一般社団法人 再生医療品質基準協議会 制定基準(原文)

一般社団法人再生医療品質基準協議会

制定:2026年9月7日 / 施行:同日

前文(制定の趣旨)

コラーゲンペプチドは単一の分子ではなく、製造と分画によって組成が変わる混合物である。平均分子量やたんぱく質の値が近くても、同じペプチド群を含むとは限らない。本基準では「細胞外基質」を文書分類として掲げ、由来の証拠、ペプチドの構成及び含量換算を分けて確認することで、異なる原料の成績を置き換える扱いを防ぐ。

第1条(目的)

JRQ-Q-001の枠組みに従い、コラーゲン由来の加水分解物を製造履歴と組成の両面から識別する。原料の代表値だけで製品を判定せず、参照ロットとの差と定量の適用範囲を示すための要件を定める。

第2条(適用範囲)

対象

由来動物及び組織を指定したコラーゲン又はゼラチンの加水分解物、それらの分画品と経口食品を対象とする。未分解のコラーゲン、遊離アミノ酸混合物、架橋材料及び細胞加工用足場材は含めない。異なる動物種の混合品は混合前の原料を個別に識別できることを条件とする。

第3条(用語の定義)

  • 1. ペプチド組成指紋:一定の前処理と分離・検出条件で得るペプチド群のパターン。
  • 2. 参照ロット:製法と由来が確認され、組成の比較基準として事業者が指定した原料ロット。
  • 3. 遊離画分:ペプチドに結合せず存在するアミノ酸等として、含量算定時に区別する部分。
  • 4. 由来判別範囲:加工状態と分析法に応じて、動物種や組織に関する判定ができる範囲。

第4条(要求事項)

1 品質要求:由来証拠の組合せ

動物種、組織、採取又は飼育の区分及び加工前の原料証明を入手し、加水分解後の特徴ペプチド等の情報と合わせること。

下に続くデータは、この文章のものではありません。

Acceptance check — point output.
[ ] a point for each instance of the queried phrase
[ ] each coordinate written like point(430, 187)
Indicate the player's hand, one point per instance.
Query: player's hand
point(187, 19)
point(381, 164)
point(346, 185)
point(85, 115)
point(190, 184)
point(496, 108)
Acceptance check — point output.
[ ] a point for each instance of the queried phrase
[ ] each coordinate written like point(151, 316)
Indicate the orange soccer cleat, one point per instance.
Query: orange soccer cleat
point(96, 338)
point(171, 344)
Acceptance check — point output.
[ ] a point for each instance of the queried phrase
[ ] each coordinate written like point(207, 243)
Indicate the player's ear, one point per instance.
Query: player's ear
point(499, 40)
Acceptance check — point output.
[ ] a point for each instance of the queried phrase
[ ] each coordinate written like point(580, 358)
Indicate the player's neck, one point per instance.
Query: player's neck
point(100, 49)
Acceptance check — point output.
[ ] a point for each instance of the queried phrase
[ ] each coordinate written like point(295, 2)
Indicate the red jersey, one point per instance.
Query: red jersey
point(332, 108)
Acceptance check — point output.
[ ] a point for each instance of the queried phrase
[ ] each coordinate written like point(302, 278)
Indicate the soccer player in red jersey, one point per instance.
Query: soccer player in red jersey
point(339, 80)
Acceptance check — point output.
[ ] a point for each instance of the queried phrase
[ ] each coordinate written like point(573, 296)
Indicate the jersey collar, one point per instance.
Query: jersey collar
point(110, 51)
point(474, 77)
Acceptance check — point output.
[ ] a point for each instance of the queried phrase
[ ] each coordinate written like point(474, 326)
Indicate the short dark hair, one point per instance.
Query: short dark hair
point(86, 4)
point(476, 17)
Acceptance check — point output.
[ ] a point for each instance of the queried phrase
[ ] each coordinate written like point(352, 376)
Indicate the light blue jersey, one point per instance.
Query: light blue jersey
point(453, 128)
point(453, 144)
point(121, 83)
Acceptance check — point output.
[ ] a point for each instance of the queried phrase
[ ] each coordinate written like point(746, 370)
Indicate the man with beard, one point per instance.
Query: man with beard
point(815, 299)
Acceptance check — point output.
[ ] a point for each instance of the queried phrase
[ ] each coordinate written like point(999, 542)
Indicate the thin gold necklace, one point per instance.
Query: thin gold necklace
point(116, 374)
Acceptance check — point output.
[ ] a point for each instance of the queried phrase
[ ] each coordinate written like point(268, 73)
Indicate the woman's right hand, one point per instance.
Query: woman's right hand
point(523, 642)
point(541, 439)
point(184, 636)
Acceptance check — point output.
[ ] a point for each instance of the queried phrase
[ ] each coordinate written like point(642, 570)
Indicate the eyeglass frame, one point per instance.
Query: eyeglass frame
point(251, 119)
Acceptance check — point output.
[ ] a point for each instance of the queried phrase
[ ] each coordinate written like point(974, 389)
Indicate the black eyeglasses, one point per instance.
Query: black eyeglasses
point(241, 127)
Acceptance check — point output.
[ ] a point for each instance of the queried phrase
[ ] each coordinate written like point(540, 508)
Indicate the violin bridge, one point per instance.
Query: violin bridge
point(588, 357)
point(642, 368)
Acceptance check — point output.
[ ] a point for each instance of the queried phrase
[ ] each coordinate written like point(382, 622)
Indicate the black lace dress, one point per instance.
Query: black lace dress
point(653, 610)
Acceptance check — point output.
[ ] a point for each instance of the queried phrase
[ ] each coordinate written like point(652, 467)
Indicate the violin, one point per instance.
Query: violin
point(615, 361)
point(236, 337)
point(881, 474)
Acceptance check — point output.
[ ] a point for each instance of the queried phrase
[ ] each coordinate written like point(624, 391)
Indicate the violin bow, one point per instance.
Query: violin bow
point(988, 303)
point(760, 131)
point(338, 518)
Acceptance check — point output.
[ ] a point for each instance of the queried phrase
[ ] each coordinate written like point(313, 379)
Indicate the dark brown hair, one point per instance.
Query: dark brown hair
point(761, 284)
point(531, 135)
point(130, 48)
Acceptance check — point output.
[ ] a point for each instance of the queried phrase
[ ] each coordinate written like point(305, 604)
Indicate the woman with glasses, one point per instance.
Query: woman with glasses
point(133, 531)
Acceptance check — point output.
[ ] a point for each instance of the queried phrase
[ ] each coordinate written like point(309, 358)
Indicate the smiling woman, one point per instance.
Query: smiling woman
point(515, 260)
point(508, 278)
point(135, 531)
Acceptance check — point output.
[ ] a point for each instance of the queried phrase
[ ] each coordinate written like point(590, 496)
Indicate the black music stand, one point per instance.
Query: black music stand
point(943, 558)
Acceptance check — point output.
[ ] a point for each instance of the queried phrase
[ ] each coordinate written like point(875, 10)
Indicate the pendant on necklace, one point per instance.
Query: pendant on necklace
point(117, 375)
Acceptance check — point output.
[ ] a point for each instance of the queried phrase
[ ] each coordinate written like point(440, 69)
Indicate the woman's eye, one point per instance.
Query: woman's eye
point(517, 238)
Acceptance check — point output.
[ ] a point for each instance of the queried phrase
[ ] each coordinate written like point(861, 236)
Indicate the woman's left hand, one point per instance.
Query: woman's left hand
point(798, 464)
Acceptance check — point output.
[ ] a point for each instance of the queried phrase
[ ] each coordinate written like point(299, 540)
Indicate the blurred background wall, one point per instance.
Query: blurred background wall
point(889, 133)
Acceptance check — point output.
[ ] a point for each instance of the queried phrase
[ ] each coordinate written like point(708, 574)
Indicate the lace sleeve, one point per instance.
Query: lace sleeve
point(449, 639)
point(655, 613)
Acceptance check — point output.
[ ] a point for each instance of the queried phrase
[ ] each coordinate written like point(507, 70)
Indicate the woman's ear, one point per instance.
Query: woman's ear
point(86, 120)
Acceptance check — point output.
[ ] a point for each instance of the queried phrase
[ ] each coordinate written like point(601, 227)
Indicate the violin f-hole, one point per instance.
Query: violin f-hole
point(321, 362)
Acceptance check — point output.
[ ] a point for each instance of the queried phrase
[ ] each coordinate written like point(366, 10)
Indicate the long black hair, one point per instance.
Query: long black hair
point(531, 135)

高度に加工した試料で遺伝学的試験が陰性でも、それだけで由来種を否定しない。識別法が当該加工度に適用できることを対照試料で確かめ、由来判別範囲を明示する。

2 品質要求:混合物の同一性と純度

ペプチド組成指紋、分子サイズの分布、アミノ酸組成及び遊離画分を参照ロットと比較すること。事業者がこれらの規格と、水分・灰分・非ペプチド部分の管理規格を定め根拠を提示する。総窒素又は特定アミノ酸の量だけで同一性を確定せず、指紋が外れた原料を平均値の一致だけで受け入れない。

3 製造管理:分画の収支

前処理、酵素等による分解、反応停止及び膜分画の採用条件を記録し、透過側と保持側の行先を残すこと。GMP等の認定製造施設を用い、認定主体、種類及び対象区分を公開する。参照ロットの選定に使用した製法を維持管理し、異なる分画の再混合や乾燥後の再処理はロット対応と組成比較で確認する。

4 検査:指紋と定量の役割

第三者機関で最終製品の成分分析及び重金属等の安全性関連検査を実施すること。指紋の一致は含量測定と分け、共配合たんぱく質や遊離アミノ酸が定量へ入る範囲を検証する。検査機関名、対象項目及び結果照会先を公開し、識別、分布、量のどの結果かを成績書に示す。採取・溶解の回収は剤形ごとに確かめる。

5 表示要求:ペプチド量の算定

一日摂取目安量と当該量中のコラーゲンペプチド量を示すこと。原料重量から水分、担体、遊離画分等をどう区別したか計算書に記す。窒素又は指標アミノ酸から換算する場合は由来と製法に即して係数を検証し、他原料の係数を転用しない。分画品は対象画分を明記し、製品試験と秤量記録から計上範囲を照合する。

6 保存要求:組成の継続確認

吸湿、混合糖類、温度及び包装内環境を踏まえ、臭気、着色、溶解状態とペプチド組成の推移を観察すること。事業者が保存条件及び期限の根拠を定める。液状品や調製後の品は沈殿物を含む全体の回収を調べ、上澄みの分析だけで保存中の組成を確定しない。

7 摂取上の注意

原料動物と加工助剤を含むアレルゲン情報を確認し、混合由来品では一つの動物名だけを注意欄に残さないこと。治療中・投薬中の者には医師への相談を案内する。粉末の溶解方法や分包の使用単位は製品の試験条件と合わせ、注意文が由来変更後にも適切か表示審査で点検する。

8 資料管理

参照ロットの選定理由、保管状態、指紋原データ、膜分画記録及び換算係数の検証を紐付けること。事業者が資料の保存期間を設け、参照ロット更新時は新旧を同じ条件で比較する。動物種の証明から表示したペプチド量までの連鎖を点検し、指紋データの上書きで過去判定が再現できなくなることを防ぐ。

第5条(評価区分)

  • 適合:上位要件を満たし、由来判別範囲、組成指紋、分画収支及び量の算定が説明される。
  • 一部適合:由来と量・組成は確認でき、参照資料の索引等に限定した補完期限が示される。
  • 不適合:総窒素だけで原料を識別する、加工度を無視して由来を断定する、又は換算係数の根拠がない。

第6条(運用)

自己適合宣言は由来及び分画区分ごとに参照ロットを示す。本協議会は申請に基づき、指紋の比較記録と量の算定を確認する。酵素、膜又は由来動物の変更時に再判定し、定期見直しで参照ロット更新の妥当性を審査する。

附則

本基準は2026年9月7日から施行する。

※本基準は情報公開・品質管理のあり方に関する評価基準であり、個別製品の効果効能・安全性を保証するものではありません。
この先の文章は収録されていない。